Derivation and analysis of gauge transformations for third-order cosmological perturbations.

Cosmological perturbation theory plays a central role in advancing our understanding of the Universe. While linear perturbation theory has long been well established, extending the formalism beyond the linear regime remains one of the most active areas of research in modern theoretical cosmology. In this thesis, we address the problem of gauge choice in the analysis of relativistic matter density perturbations up to third-order. After reviewing the formal framework of cosmological perturbation theory, we derive the gauge transformation rules for scalar, vector, and tensor perturbations of the metric and matter variables up to third-order. Our analysis makes use of several gauges that are widely employed in the literature: the synchronous-comoving gauge, the Poisson gauge, the total matter gauge, the C-gauge, and the comoving-orthogonal gauge. Among these, the synchronous-comoving gauge provides the unique relativistic Lagrangian frame of reference, while the others serve as convenient choices for Eulerian frames.

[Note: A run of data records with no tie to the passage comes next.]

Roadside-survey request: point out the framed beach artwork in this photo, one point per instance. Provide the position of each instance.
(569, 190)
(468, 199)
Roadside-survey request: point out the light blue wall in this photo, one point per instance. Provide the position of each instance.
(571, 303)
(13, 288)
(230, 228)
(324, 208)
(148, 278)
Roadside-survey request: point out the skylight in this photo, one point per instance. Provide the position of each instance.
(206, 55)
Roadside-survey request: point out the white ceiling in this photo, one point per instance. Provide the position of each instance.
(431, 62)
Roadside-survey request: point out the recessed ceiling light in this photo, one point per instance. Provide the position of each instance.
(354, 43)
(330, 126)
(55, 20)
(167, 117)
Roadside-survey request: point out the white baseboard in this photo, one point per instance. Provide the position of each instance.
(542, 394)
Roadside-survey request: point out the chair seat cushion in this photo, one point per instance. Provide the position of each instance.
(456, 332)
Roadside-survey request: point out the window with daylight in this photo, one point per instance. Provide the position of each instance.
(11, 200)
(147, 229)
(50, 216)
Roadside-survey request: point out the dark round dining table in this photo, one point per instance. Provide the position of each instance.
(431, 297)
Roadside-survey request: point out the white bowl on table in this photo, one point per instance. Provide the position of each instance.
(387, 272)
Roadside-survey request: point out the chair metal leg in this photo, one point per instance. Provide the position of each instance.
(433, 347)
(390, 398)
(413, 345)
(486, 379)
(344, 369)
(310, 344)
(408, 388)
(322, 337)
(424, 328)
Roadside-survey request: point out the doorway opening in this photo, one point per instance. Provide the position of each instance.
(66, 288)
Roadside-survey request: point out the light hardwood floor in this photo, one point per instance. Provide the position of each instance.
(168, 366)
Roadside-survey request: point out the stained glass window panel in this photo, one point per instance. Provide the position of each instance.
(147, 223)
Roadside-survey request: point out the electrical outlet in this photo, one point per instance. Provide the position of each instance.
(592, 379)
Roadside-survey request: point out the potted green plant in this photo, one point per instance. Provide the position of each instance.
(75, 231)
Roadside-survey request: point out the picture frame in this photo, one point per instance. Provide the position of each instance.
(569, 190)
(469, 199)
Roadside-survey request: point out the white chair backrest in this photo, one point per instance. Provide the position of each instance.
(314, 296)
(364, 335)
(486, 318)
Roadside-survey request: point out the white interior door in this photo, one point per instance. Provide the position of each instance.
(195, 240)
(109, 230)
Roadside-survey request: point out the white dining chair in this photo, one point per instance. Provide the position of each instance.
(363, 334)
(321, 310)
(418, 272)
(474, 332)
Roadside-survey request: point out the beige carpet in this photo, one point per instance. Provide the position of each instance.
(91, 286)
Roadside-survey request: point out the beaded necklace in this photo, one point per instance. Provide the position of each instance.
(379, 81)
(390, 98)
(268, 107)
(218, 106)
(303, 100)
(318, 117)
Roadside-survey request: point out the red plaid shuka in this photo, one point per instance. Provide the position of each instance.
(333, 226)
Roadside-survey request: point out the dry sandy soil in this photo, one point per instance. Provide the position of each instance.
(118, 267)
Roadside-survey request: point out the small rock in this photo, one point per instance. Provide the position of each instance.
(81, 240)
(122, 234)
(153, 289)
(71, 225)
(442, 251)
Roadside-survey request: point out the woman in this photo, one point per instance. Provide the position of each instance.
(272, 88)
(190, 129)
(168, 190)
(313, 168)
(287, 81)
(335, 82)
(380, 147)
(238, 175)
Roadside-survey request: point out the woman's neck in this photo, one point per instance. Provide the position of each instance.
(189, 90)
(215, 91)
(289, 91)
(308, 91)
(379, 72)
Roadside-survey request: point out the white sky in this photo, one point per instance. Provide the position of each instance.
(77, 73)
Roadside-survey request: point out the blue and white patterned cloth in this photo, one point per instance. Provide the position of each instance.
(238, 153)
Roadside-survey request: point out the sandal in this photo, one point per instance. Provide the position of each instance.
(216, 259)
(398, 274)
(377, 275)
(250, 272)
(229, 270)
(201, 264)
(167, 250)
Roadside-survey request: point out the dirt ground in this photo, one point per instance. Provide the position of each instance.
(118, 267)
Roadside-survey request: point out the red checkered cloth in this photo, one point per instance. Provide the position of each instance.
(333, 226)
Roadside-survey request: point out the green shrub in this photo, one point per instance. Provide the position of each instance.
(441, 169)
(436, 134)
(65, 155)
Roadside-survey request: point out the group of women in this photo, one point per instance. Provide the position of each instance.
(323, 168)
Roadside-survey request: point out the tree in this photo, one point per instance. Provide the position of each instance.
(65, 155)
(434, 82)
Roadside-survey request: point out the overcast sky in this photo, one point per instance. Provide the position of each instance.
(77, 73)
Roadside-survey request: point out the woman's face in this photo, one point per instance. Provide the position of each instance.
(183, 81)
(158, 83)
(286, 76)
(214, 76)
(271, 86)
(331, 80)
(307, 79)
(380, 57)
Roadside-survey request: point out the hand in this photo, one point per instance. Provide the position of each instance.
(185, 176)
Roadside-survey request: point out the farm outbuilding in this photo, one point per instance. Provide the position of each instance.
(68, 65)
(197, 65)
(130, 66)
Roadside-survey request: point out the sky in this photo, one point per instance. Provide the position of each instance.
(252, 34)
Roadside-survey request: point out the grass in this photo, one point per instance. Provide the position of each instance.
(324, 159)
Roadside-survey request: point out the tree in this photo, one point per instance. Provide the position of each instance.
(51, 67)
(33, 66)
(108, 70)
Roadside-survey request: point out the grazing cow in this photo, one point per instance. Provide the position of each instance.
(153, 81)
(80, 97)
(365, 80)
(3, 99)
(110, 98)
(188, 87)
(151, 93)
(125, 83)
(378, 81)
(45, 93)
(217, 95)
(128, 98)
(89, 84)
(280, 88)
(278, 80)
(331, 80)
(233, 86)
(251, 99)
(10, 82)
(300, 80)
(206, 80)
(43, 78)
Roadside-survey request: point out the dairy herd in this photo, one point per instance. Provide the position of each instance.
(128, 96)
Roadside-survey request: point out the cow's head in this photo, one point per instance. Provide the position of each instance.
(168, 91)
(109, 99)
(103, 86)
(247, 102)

We systematically examine the correspondence between these gauges, construct explicit maps among them, and identify gauge-invariant combinations of perturbations up to third-order. The last part concerns a discussion on how to extend this work in this continually growing field. Our results have in fact direct outcomes for relating theory with observations of the Large Scale Structure of the Universe due to the fact that measurements of the galaxy number density require the knowledge of both gauge and General Relativity effects.